OpenStack Identity (keystone)

cms token_id's are not URL safe nor RFC compliant

Bug #1233838 reported by John Dennis on 2013-10-01

This bug affects 2 people

Affects		Status	Importance	Assigned to	Milestone
	OpenStack Identity (keystone)	Fix Released	Undecided	John Dennis

Bug Description

<pre>
The token id for a cms signed token is generated via
cms.cms_to_token() which extracts the base64 cms data to use as the
token id. The '/' character in the base64 text was
replaced with the '-' character in an attempt to make the
resulting token id URL safe. The token id is used in both URL's and in
HTTP header values.

There are a few problems with this approach.

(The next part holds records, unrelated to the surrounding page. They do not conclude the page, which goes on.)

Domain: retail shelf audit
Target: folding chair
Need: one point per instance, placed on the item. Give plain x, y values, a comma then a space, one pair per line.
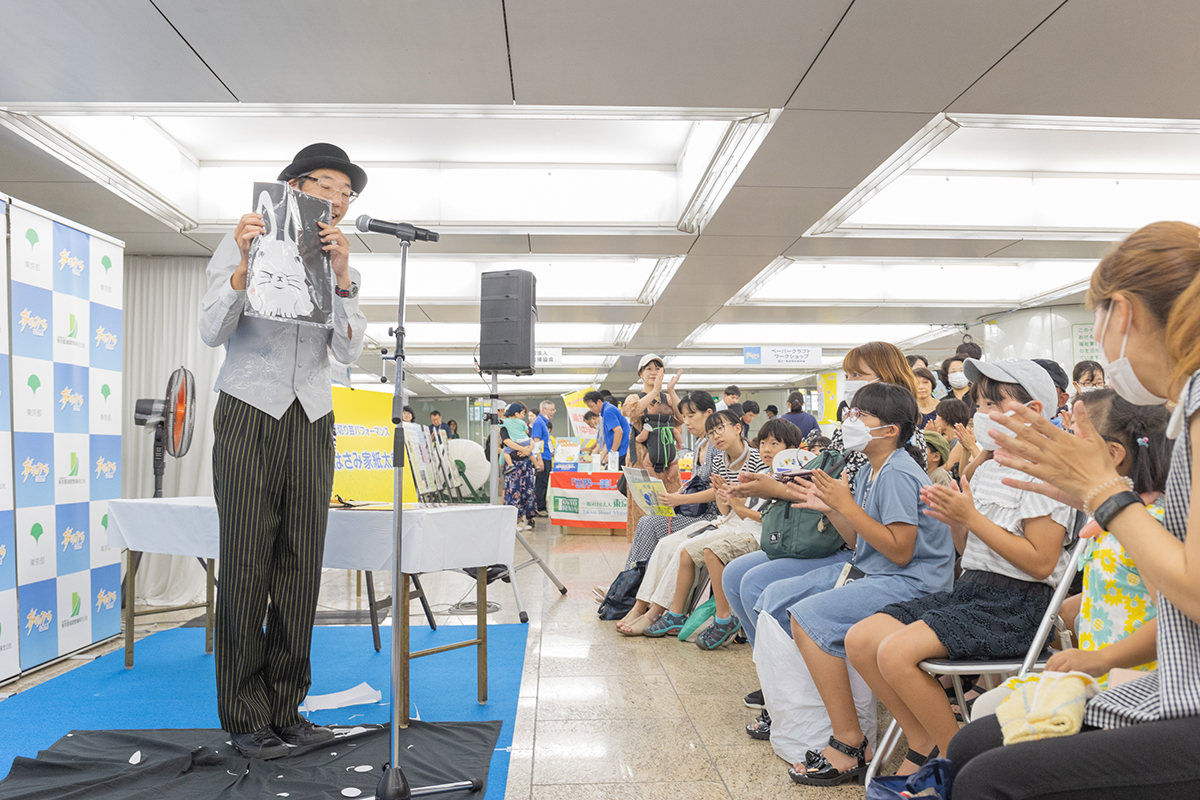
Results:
1036, 659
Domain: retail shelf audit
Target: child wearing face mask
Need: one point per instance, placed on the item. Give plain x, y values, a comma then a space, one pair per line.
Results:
900, 553
1013, 555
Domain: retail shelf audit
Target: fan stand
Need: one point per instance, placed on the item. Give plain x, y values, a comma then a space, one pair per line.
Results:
135, 560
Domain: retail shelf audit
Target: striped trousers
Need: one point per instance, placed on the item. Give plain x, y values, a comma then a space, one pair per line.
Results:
273, 481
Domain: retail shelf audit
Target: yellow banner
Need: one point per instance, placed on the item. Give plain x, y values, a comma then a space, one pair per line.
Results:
363, 463
829, 397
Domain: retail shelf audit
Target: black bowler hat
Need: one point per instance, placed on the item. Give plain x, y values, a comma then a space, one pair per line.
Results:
325, 156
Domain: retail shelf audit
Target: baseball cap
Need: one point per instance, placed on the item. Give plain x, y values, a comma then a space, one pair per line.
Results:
647, 359
1057, 374
1030, 376
939, 443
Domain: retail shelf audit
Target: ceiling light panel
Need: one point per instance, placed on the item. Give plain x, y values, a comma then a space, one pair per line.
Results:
981, 282
754, 334
438, 335
565, 281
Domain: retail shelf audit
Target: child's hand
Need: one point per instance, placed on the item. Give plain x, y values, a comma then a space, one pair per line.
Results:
805, 497
1090, 661
952, 505
833, 492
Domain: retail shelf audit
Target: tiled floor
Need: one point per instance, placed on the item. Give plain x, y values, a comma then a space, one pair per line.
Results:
600, 715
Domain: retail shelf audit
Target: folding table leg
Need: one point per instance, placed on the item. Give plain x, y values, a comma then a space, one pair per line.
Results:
481, 632
131, 572
375, 614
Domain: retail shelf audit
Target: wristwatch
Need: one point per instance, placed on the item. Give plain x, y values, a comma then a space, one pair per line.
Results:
1115, 505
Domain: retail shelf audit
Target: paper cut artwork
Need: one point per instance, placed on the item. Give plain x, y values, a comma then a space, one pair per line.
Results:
289, 277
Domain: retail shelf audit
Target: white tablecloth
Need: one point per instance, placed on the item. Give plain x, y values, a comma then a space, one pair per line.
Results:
449, 537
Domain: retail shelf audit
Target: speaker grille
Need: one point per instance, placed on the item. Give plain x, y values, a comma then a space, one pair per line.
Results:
508, 311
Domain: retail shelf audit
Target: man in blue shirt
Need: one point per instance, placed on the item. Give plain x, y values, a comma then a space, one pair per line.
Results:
539, 429
613, 425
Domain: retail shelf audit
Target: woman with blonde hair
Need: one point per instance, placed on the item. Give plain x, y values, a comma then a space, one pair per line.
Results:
1138, 739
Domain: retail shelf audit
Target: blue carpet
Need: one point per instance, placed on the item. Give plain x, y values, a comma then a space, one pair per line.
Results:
173, 685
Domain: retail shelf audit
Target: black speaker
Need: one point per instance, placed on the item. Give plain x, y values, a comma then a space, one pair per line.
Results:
508, 311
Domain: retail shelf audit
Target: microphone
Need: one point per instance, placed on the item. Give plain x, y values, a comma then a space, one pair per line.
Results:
399, 229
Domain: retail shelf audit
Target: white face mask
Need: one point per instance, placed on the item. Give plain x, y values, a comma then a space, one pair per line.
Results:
856, 435
983, 428
852, 388
1120, 373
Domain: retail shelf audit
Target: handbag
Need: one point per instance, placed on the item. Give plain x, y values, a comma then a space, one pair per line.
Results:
802, 533
697, 483
935, 780
623, 593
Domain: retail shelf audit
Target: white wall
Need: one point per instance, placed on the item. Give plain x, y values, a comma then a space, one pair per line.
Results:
1036, 334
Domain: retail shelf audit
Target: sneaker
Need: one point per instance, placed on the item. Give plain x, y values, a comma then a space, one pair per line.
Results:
262, 744
718, 633
305, 733
669, 624
761, 727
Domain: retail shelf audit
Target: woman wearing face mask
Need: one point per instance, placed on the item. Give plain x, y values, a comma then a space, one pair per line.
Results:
695, 408
1138, 739
652, 372
954, 378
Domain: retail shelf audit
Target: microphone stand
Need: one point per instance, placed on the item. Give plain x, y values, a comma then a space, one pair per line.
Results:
394, 786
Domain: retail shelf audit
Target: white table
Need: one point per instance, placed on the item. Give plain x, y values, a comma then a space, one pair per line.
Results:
448, 537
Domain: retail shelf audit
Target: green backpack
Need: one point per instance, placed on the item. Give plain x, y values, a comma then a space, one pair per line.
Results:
791, 533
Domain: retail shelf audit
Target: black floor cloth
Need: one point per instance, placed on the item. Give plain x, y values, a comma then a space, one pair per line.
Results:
199, 764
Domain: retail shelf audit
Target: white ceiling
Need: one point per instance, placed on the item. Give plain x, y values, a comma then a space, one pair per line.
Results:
437, 82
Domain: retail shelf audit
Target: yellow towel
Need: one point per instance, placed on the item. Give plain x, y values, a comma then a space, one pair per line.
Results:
1049, 707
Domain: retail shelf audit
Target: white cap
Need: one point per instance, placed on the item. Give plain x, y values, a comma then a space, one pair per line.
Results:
647, 359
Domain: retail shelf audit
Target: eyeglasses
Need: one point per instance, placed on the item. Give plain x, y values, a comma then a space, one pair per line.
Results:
331, 192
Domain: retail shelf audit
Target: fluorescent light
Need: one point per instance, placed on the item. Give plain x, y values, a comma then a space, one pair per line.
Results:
761, 280
439, 281
100, 169
442, 335
985, 283
733, 152
750, 334
910, 152
664, 270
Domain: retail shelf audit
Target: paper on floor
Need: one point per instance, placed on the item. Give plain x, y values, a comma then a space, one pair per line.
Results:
360, 695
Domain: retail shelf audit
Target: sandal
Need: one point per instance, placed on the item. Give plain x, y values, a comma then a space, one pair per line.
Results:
760, 728
703, 613
819, 771
637, 627
669, 624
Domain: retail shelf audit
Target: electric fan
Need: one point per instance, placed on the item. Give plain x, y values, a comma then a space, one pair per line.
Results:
172, 420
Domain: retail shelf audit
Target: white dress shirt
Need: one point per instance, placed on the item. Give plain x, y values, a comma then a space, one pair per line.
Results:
270, 364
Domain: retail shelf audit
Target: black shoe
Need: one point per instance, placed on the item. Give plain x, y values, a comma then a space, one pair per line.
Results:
760, 728
305, 733
261, 744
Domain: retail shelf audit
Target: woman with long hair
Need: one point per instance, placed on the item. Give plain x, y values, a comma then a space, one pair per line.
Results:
1138, 739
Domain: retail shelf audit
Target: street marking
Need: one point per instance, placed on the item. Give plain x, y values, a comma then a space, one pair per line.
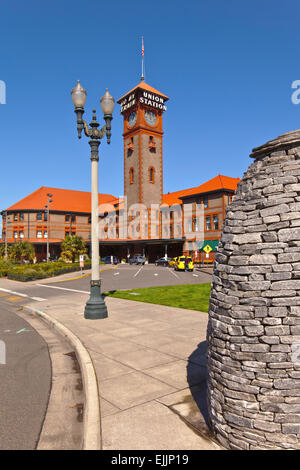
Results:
21, 331
138, 271
81, 276
15, 299
12, 292
63, 288
173, 272
17, 296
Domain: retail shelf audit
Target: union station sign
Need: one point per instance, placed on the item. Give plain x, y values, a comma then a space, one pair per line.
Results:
150, 99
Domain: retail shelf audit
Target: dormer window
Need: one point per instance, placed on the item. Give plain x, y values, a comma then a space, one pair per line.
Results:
152, 144
131, 175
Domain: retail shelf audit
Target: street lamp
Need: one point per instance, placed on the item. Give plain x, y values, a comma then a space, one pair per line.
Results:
47, 207
95, 307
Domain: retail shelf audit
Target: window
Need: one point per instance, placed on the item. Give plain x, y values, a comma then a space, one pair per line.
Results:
208, 223
215, 222
151, 175
131, 175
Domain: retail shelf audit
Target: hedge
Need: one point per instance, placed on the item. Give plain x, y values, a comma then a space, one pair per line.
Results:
30, 272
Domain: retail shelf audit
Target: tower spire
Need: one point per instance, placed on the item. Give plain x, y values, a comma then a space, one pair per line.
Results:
143, 77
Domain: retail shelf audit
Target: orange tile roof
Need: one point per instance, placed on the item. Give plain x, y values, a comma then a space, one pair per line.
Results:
144, 86
66, 200
217, 183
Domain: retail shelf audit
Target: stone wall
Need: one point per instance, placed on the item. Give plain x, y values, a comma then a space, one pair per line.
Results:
254, 318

1) The result is still not url safe due the presence of the '+'
character and the pad character '='. Both of these characters are
reserved for the query component and thus would need to be escaped
further disrupting the base64 alphabet. See RFC-2396 "Uniform Resource
Identifiers (URI): Generic Syntax"

2) RFC-4648 "The Base16, Base32, and Base64 Data Encodings" defines a
URL safe encoding for base64 data. It maps '+' to '-' and '/' to '_'
and either strips the padding or demands it be %-encoded as per
RFC-2396. The result is both URL and file name safe and is referred to
as base64url.

3) The Python base64 module has direct support for base64url (we should
be using it).

4) The current mapping of '/' to '-' is unfortunate because it
directly conflicts with the RFC-4648 base64url mapping. The alphabet
character '-' is supposed to represent index 62 not index 63, thus one
cannot augment the current mapping to comply with RFC-4648. Plus the
current mapping still isn't URL safe.

In OpenStack we should adhere to standards when they exist and not
invent a non-standard incomplete solution. If we use the RFC-4648
compliant mechanism we can then also call standard Python libraries to
perform base64url encode/decode operations.

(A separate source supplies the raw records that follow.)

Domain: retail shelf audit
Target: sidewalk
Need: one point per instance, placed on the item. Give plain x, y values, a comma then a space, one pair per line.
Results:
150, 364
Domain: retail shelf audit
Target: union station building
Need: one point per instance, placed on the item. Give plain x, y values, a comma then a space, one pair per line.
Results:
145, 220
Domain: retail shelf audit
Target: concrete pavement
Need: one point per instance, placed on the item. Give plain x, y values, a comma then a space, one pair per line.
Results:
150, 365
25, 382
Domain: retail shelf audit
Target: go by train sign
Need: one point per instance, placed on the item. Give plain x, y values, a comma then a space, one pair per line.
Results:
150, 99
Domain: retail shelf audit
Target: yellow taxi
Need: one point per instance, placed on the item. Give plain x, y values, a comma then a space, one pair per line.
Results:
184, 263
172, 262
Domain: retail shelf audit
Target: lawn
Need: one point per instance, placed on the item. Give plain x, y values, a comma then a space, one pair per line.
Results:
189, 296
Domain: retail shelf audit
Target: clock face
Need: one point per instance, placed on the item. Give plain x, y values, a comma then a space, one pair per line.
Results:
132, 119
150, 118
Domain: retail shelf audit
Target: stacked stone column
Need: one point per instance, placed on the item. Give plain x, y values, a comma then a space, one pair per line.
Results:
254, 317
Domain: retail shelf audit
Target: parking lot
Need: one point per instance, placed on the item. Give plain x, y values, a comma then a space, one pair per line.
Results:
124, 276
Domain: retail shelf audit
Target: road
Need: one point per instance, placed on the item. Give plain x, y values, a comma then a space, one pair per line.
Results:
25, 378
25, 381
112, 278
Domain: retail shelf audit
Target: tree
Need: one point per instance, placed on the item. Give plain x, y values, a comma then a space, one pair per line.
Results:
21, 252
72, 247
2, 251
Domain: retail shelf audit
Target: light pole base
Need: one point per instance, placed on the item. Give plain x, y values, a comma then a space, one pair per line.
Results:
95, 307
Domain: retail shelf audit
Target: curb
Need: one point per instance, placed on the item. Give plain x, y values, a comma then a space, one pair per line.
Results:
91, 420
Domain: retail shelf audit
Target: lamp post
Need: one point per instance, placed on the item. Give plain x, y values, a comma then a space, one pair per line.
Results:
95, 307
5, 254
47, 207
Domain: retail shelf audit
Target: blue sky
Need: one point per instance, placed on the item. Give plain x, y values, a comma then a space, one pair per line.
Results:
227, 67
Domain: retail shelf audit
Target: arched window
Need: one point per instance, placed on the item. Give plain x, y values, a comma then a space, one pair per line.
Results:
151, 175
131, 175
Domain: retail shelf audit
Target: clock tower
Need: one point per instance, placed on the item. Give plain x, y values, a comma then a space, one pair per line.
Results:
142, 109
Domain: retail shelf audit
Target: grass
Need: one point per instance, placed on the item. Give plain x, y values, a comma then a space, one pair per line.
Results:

Note, base64url is also safe as a value in HTTP headers.

The cms.cms_to_token() and cms.token_to_cms() should be re-implemented
to produce token id's which can be safely used in HTTP contexts as
well as using RFC defined base64 alphabets.

Since token lifetimes are quite short there shouldn't be backward
compatibility issues with previously issued tokens. A new token
utilizing the new token id format will issued.

Note:

base64url continues to use the '=' pad character which is NOT URL
safe. RFC-4648 suggests two alternate methods to deal with this.

percent-encode
    percent-encode the pad character (e.g. '=' becomes
    '%3D'). This makes the base64url text fully safe. But
    percent-enconding has the downside of requiring
    percent-decoding prior to feeding the base64url text into a
    base64url decoder since most base64url decoders do not
    recognize %3D as a pad character and most decoders require
    correct padding.

no-padding
    padding is not strictly necessary to decode base64 or
    base64url text, the pad can be computed from the input text
    length. However many decoders demand padding and will consider
    non-padded text to be malformed. If one wants to omit the
    trailing pad character(s) for use in URL's it can be added back.

For for token id use it we prefer strip the padding rather than
percent-encode the padding. This makes the token id slightly shorter
and cleaner.
</pre>